The remaining powder retained on 150 mesh is sifted over a 40 mesh screen 
in a similar type of rotary or centrifugal sifter. The material that 
passes through 40 mesh is gathered for further processing. The material 
retained on 40 mesh is returned to the grinder or hammer mill for further 
size reduction. Approximately 750 pounds of material passes through the 40 
mesh and 80 pounds is recycled to the grinder. 
The 750 pounds of powder passing through the 40 mesh screen is mixed with 
14,250 pounds of water to form a slurry in water containing 5% w/w solids. 
This slurry, having a pH of 6.8, is agitated and held for an average 
residence time of 7 minutes at a temperature of 20.degree. C. 
The slurry is then pumped to a Sweco brand vibratory screen fitted with a 
325 mesh screen. Dissolved components are washed through the screen while 
the fibre fraction is collected as a solid wet filter cake.
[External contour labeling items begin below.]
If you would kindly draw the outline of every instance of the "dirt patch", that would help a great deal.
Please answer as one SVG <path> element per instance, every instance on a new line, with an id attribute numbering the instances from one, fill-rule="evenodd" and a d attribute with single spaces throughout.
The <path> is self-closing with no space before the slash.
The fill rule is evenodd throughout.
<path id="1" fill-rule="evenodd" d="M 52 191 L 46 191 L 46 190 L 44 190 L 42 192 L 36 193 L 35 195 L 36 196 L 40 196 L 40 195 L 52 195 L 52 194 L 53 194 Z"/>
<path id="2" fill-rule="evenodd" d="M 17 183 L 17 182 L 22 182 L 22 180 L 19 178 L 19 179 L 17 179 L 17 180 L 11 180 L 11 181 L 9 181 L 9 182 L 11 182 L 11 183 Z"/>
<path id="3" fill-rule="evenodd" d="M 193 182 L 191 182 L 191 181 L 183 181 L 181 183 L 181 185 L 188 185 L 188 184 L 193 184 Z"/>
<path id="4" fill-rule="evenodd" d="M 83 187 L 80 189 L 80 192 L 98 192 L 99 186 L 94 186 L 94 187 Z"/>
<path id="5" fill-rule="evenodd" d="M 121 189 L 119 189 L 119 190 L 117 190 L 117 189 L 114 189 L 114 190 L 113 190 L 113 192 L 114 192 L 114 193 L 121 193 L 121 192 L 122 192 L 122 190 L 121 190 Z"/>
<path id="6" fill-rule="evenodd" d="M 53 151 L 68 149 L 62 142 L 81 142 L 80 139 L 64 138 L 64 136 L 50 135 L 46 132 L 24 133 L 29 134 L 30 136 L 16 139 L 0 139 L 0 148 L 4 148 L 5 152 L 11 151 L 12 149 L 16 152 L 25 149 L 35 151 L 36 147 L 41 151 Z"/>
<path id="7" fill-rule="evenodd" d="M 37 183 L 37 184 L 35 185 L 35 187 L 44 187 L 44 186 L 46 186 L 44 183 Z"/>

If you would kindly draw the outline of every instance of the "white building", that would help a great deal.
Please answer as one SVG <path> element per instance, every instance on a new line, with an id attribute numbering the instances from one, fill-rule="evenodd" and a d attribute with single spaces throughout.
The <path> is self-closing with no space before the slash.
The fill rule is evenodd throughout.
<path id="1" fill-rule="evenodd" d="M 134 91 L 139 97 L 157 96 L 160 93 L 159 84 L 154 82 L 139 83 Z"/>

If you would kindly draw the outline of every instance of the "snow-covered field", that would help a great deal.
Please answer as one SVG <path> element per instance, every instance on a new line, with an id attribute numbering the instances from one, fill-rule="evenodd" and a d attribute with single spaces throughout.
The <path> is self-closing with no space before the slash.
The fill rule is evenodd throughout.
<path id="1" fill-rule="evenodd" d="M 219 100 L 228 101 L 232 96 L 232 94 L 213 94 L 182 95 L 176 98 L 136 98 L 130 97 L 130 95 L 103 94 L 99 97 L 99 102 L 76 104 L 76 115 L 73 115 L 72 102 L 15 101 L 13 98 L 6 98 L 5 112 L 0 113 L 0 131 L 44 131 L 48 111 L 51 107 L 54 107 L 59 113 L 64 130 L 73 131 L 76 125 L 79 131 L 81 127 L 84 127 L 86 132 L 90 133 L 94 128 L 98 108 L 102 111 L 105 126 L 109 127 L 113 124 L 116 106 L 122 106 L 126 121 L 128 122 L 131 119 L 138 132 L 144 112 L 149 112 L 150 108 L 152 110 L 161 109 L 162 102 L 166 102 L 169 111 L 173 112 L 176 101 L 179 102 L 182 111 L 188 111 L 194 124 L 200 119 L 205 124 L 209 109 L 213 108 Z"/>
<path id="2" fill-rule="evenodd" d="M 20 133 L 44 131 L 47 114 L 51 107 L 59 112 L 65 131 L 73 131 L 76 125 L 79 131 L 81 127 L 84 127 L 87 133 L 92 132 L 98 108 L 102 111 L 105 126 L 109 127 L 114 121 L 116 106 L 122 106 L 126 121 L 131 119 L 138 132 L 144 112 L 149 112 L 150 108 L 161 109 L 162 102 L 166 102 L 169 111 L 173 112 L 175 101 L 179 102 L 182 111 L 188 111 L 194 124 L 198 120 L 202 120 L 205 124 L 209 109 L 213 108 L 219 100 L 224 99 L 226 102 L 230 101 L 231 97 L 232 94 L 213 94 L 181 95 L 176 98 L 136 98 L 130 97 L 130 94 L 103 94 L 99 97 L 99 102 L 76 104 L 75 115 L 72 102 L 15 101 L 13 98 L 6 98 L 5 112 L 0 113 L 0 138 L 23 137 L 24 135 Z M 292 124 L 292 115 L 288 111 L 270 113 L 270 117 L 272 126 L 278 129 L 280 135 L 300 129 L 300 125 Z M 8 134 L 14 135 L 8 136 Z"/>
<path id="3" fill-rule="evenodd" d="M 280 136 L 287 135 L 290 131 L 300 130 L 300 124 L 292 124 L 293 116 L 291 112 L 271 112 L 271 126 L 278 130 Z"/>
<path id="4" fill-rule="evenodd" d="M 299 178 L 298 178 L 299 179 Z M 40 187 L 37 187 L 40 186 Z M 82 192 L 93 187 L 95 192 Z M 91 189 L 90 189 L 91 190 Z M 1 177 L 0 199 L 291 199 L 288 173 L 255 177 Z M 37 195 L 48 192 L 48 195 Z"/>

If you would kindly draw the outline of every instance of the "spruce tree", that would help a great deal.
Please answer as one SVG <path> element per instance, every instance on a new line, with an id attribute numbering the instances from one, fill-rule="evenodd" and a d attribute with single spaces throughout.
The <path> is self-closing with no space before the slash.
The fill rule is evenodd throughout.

This solid 
cake of fibrous material weighs about 3,000 pounds and has a solids 
content of approximately 20%, i.e., it contains about 600 pounds of solid 
material. 
The solid cake is passed to a flash type (forced air) drier. The solid cake 
is dried to a moisture content of 8% and then ground in an air swept 
pulverizer. The moisture content is thereby reduced to 5% and the powder 
is then sifted over a Kason type centrifugal sifter with an 80 mesh 
screen. The oversized particles are recirculated to the feed entry to the 
flash type (forced air) drier where they provide some additional 
friability to the new feed cake entering the drier. The 550 pounds of 
powder that passes through the 80 mesh screen is a novel fibrous natural 
product which we describe as "concentrated pea bran" and which is useful 
as an additive to a variety of food products. 
The pea flour (approximately 170 pounds) is formed into an aqueous 5% w/w 
slurry and subjected to a similar type of treatment as indicated above. 
There is thus obtained a fibrous natural product (80 to 100 pounds) as a 
dried powdered product which is a concentrated pea bran. 
EXAMPLE 2 
The process of Example 1 is repeated to the stage where there is obtained 
the solid wet cake of washed fibre weighing about 3,000 pounds and having 
a solids content of approximately 20%. An additional processing stage is 
then carried out as follows: 
This washed fibrous material weighing about 3,000 pounds and containing 
about 600 pounds of solid material is added to 3,000 pounds of water 
containing phosphoric acid to provide a slurry of about 10% w/w having a 
pH of 6.5. To this slurry is added 100 parts per million (ppm) of hydrogen 
peroxide and the slurry is agitated and maintained at 25.degree. C. for 5 
minutes. The slurry is then centrifuged in a Sharples decanter centrifuge. 
The liquid supernatant is stored for future use at the beginning of this 
process and the 1,375 pounds of solid cake having a solids content of 40% 
is passed to a flash type (forced air) drier. 
The solid cake is dried to a moisture content of 8% and then ground in an 
air swept pulverizer. The moisture content is thereby reduced to 5% and 
the powder is then sifted over a Kason type centrifugal sifter with an 80 
mesh screen. The oversized particles are recirculated to the feed entry to 
the flash type (forced air) drier where they provide some additional 
friability to the new feed cake entering the drier. The 550 pounds of 
powder that passes through the 80 mesh screen is a novel fibrous product 
which we describe as "concentrated pea bran" and which is useful as an 
additive to a variety of food products.